Week T1: Implementing mnist handwritten digit recognition

This article isThe learning record blog in the 365-day deep learning training camp

Original author: Classmate K | Tutoring, project customization

Article source: Student K’s study circle

Learning experience

In the process of learning tensorflow, the similarities and differences between it and pytorch are very prominent. But in general, during the code implementation process, the biggest feeling is that the difference between the two is only in the code format. The basic core and core parts are basically the same. However, tensorflow has very high compatibility requirements when using it, and various incompatible errors are prone to occur. It is recommended to download the corresponding package when you need to use it, otherwise it is easy to cause incompatibility due to redundant resources. Also, when learning the code in the lesson plan, try to understand the meaning and usage of the functions involved. This kind of learning is more systematic and scientific.

1. Preliminary work

1. Set up GPU

import tensorflow as tf
gpus = tf.config.list_physical_devices("GPU")
# This code uses the tf.config.list_physical_devices() function in the TensorFlow library to obtain the list of available physical devices. The parameter "GPU" means that we only care about GPU devices and not other types of devices (such as CPUs).

if gpus:
    gpu0 = gpus[0] #Select only the 0th gpu among multiple GPUs.
# Set the first GPU device (gpu0) to memory growth mode.
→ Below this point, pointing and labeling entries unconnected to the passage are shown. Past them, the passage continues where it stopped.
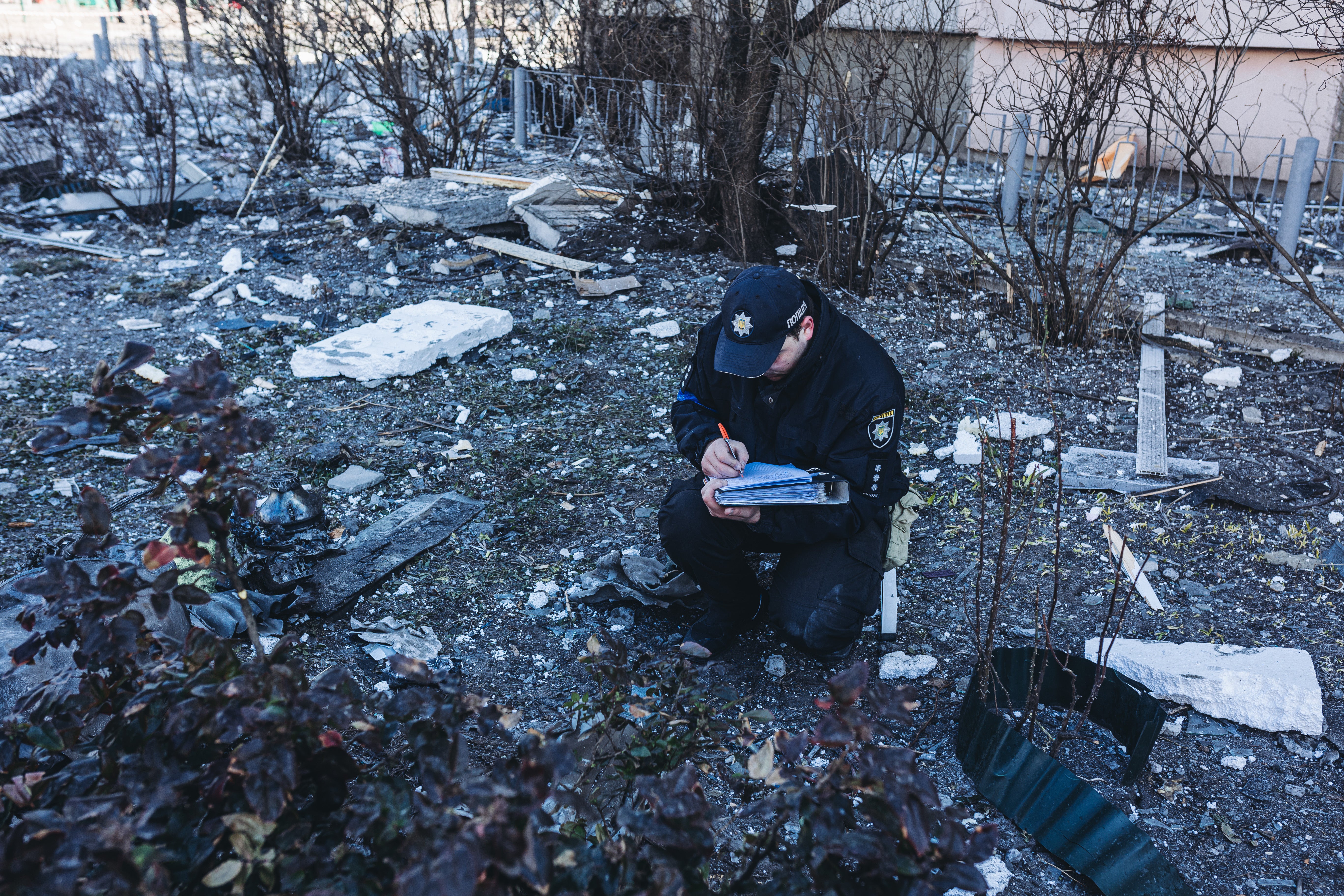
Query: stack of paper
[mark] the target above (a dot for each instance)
(773, 484)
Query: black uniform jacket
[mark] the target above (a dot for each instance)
(839, 410)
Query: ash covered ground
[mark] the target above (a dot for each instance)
(568, 476)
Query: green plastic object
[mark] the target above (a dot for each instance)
(1042, 797)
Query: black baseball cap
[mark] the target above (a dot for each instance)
(760, 308)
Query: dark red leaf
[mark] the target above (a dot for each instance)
(847, 686)
(132, 357)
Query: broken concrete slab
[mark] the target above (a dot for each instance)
(193, 185)
(1265, 688)
(1312, 349)
(1085, 468)
(530, 254)
(510, 182)
(354, 480)
(404, 342)
(898, 666)
(422, 202)
(1022, 426)
(605, 287)
(385, 547)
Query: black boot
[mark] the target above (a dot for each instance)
(720, 628)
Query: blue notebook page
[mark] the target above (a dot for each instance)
(757, 475)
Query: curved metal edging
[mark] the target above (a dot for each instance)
(1042, 797)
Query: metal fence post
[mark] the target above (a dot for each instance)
(650, 108)
(1295, 198)
(154, 35)
(146, 61)
(521, 108)
(812, 128)
(1015, 164)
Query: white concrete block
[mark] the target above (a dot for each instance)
(1027, 426)
(1225, 377)
(1265, 688)
(898, 666)
(966, 449)
(404, 342)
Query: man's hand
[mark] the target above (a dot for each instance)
(718, 511)
(718, 461)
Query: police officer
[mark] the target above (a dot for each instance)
(794, 381)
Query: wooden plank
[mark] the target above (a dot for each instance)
(1151, 448)
(1125, 557)
(1312, 349)
(518, 183)
(1093, 469)
(89, 249)
(526, 253)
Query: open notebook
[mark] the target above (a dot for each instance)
(775, 484)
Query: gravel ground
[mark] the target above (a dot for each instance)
(568, 475)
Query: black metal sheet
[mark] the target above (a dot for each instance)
(1042, 797)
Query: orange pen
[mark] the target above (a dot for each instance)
(725, 433)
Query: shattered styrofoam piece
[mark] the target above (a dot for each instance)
(1265, 688)
(1224, 377)
(355, 479)
(898, 666)
(400, 636)
(966, 448)
(233, 261)
(664, 330)
(302, 289)
(1300, 562)
(1022, 426)
(996, 874)
(404, 342)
In this mode, TensorFlow dynamically allocates and frees GPU memory as needed, rather than occupying all available GPU memory at the beginning.
    tf.config.experimental.set_memory_growth(gpu0,True)
#Set the visible devices of TensorFlow.
    tf.set_visible_devices([gpu0],"GPU")

2. Import data

import tensorflow as tf
from tensorflow.keras import datasets, layers, models
import matplotlib.pyplot as plt

(train_images, train_labels),(test_images, test_labels) = datasets.mnist.load_data()

Downloading data from https://storage.googleapis.com/tensorflow/tf-keras-datasets/mnist.npz
11490434/11490434 [==============================] – 4s 0us/step

3.Normalization

Reference article: Classmate K: Normalization and standardization
The function of normalization is to make the features of different dimensions in the same order of magnitude, reduce the impact of variance, and speed up the convergence speed. When the eigenvalue is larger, the gradient value is also larger. When the model is back-propagated, the gradient values are updated the same as the learning rate. A small learning rate will cause slow convergence, and an excessive learning rate will cause the model to be difficult to converge. Therefore, normalizing the image can adjust the features of different dimensions into similar intervals, and accelerate the training of the model with a unified learning rate.

Normalization: converge the number to between (0,1); scaling is only related to the maximum and minimum values Standardization: scale the data proportionally so that it falls into a specific interval, related to each value
Standardization: Pertinent to each point; scaling the data so that it falls into a specific interval

Standardization converts values into a distribution with a mean of 0 and a standard deviation of 1 (not necessarily a normal distribution)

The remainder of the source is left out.